These are SSE2 integer instructions which use the 128-bit XMM
registers. They were introduced in the Pentium 4 and Xeon processors.
For convenience they are divided into two parts.
The first part demonstrates
extensions to the MMX SSE integer instructions
(except for PSHUFW). These are now extended for use with the XMM registers.
The second part demonstrates other SSE2 integer
instructions for the XMM registers.
Before using the SSE2 instructions in your code you need to
check if they are available on the processor which is running your program.
This is done by testing bit 26 in edx after calling CPUID with eax=1.
The following tests assume that somewhere in the data section
the following double qwords have been declared. Each double qword is a
total of 128 bits.
Set the breakpoint to XMMSSE2_INTEGER1, run the test and single-step through the code:-
Set the breakpoint to XMMSSE2_INTEGER_NEW, run the test and single-step
through the code:-
DQWORD_VALUE1 DQ 0204060822222222h
DQ 444444446080C0E0h
DQWORD_VALUE2 DQ 0406080A44444444h
DQ 6666666680A0E100h
Since it is possible that these labels as declared here without using
ALIGN) may not be on a 16-bit boundary, the
MOVDQU instruction must be used to transfer data from this into an XMM
register. MOVDQU (move unaligned double quadword) does not care about
alignment. If you specify ALIGN 16 immediately before the data declaration,
however, then the faster MOVDQA (move aligned double quadword) can be used
instead. If you get this wrong your program will cause an exception.
See more about this.
To watch these tests properly you need to set the appropriate breakpoint,
start the test and then single step through the instructions.
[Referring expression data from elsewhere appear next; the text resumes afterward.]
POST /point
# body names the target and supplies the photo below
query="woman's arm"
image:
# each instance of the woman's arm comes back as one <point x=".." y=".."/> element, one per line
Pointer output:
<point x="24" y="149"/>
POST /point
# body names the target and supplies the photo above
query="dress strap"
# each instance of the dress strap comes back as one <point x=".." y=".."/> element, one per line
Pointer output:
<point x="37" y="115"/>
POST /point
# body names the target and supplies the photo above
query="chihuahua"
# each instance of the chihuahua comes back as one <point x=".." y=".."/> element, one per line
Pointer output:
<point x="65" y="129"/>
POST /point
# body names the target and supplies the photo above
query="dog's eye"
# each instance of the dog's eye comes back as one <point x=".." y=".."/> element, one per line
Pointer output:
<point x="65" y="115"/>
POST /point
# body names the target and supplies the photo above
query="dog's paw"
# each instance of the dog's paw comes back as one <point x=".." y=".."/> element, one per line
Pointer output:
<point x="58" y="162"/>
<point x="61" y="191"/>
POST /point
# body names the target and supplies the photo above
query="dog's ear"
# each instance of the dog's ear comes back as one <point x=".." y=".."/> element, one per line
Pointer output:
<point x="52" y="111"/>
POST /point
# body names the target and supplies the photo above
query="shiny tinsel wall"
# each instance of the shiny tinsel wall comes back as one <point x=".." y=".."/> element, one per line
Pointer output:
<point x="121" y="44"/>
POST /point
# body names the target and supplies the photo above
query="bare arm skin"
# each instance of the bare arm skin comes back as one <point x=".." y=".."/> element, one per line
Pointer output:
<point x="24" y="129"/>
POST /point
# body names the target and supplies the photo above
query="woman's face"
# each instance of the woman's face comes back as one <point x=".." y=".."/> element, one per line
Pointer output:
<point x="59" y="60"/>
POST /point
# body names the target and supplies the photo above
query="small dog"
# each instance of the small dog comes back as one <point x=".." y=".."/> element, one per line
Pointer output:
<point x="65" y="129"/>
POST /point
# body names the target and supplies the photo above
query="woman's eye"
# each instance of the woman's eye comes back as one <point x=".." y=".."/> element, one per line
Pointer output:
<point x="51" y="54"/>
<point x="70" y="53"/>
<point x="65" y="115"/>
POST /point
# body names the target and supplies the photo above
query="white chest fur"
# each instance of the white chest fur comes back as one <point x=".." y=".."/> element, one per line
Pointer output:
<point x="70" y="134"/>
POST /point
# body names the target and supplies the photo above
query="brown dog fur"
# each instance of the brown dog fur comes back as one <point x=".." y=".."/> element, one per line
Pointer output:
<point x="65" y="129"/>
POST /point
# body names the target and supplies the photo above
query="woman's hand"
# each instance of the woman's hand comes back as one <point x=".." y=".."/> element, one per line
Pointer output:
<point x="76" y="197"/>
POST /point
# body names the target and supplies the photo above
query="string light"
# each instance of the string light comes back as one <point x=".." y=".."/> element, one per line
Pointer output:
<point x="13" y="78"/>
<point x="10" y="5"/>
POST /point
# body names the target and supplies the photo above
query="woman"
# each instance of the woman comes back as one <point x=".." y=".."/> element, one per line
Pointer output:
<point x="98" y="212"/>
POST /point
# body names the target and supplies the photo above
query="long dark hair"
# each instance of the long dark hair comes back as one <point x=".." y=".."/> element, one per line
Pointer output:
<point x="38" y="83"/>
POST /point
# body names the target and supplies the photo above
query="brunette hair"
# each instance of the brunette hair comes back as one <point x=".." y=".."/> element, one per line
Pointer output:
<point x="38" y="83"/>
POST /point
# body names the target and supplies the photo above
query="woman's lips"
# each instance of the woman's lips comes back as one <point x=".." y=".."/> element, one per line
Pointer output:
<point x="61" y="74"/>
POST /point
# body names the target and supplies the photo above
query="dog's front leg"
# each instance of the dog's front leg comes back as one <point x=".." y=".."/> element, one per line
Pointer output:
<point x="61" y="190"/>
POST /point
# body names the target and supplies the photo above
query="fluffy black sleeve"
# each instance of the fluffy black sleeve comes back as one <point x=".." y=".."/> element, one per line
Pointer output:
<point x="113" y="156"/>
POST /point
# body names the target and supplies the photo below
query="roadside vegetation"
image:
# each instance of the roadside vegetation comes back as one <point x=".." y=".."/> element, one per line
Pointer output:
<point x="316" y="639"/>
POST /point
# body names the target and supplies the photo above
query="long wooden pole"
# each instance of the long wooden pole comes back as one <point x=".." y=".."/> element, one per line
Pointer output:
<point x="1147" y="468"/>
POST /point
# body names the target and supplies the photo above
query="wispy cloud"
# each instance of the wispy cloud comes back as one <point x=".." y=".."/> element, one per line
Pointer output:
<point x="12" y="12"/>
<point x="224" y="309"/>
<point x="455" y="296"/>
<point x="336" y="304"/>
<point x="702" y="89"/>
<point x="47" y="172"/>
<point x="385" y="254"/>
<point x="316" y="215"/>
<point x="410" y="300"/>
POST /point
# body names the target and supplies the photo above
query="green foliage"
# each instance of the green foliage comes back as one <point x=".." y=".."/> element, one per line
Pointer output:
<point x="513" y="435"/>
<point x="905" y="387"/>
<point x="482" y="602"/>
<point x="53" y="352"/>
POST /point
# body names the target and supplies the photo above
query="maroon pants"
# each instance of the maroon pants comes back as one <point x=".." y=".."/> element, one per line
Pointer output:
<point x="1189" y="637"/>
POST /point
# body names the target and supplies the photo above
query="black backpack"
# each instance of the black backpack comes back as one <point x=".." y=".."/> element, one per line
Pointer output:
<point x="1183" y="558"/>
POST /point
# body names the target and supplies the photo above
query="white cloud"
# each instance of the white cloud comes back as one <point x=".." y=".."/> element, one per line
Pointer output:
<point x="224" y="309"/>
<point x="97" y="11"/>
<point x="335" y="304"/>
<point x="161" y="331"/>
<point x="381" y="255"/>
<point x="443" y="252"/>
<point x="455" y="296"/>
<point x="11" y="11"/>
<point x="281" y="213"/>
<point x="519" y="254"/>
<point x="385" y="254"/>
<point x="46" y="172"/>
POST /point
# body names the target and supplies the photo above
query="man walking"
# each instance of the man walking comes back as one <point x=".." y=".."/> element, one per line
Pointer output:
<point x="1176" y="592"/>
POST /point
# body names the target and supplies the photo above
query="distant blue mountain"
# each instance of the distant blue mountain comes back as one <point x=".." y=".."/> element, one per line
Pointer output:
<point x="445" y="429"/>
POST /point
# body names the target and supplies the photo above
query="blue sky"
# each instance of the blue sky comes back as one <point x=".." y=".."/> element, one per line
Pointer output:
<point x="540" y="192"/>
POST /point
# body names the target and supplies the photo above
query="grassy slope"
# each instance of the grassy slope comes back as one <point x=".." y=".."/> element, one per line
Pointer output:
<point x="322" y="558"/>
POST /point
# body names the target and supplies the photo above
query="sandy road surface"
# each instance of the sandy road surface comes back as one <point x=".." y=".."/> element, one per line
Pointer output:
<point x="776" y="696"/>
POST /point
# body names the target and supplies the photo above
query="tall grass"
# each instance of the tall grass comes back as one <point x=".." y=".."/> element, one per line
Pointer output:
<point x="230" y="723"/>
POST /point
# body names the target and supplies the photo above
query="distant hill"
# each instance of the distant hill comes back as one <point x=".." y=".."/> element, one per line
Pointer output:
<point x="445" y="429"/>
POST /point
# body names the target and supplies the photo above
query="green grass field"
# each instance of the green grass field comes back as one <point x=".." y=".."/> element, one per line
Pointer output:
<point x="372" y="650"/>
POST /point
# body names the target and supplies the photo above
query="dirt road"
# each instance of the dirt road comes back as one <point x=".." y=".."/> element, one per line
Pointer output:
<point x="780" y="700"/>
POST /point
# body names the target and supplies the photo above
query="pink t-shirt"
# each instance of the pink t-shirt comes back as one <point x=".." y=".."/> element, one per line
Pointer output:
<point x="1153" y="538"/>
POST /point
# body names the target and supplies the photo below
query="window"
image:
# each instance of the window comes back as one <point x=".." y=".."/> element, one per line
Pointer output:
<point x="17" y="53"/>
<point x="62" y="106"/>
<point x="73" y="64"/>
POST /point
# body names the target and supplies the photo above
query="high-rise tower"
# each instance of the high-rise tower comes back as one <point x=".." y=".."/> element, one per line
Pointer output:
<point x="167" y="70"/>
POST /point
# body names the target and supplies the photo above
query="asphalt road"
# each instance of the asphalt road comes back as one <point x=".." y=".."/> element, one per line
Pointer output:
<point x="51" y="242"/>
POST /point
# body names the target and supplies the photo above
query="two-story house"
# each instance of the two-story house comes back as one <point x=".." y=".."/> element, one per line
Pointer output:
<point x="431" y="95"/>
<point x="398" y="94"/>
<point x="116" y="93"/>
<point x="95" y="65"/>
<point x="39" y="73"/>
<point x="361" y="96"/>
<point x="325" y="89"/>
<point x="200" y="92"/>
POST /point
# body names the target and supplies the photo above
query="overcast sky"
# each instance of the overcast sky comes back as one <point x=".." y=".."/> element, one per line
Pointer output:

You can then
watch how they change the XMM registers. Using GoBug you can make the XMM
registers appear in their integer format using the appropriate button on the
toolbar.
Integer instructions for XMM registers (extensions to the MMX SSE
integer instructions)
XMMSSE2_INTEGER1: ;MMX integer instructions now for XMM registers
MOV EAX,1 ;request CPU feature flags
CPUID ;0Fh, 0A2h CPUID instruction
TEST EDX,4000000h ;test bit 26 (SSE2)
JNZ >L18 ;SSE2 available
CALL NOSSE2INTMESS
RET
L18:
;********************* xmm average computation
;********************* (switch xmm pane to "byte" view)
MOVDQU XMM0,[DQWORD_VALUE1] ;give 1st tester values to XMM0
MOVDQA XMM2,XMM0 ;copying to XMM2
MOVDQU XMM1,[DQWORD_VALUE2] ;give 2nd tester values to XMM1
MOVDQA XMM3,XMM1 ;copying to XMM3
PAVGB XMM0,XMM1 ;packed average-by-byte result in XMM0
;********************* (switch xmm pane to "word" view)
MOVDQA XMM0,XMM2 ;restore XMM0
PAVGW XMM0,XMM1 ;packed average-by-word result in XMM0
;********************* xmm extract to gp register
PEXTRW EAX,XMM1,2 ;extract 3rd word of XMM0 (low) to eax
PEXTRW EDX,XMM1,0 ;extract 1st word of XMM0 (low) to edx
PEXTRW ESI,XMM1,4 ;extract 5th word of XMM0 (high) to esi
PEXTRW EDI,XMM1,7 ;extract 8th word of XMM0 (high) to edi
;********************* xmm insert from gp register
PINSRW XMM0,EAX,0 ;insert eax to 1st word of XMM0 (low)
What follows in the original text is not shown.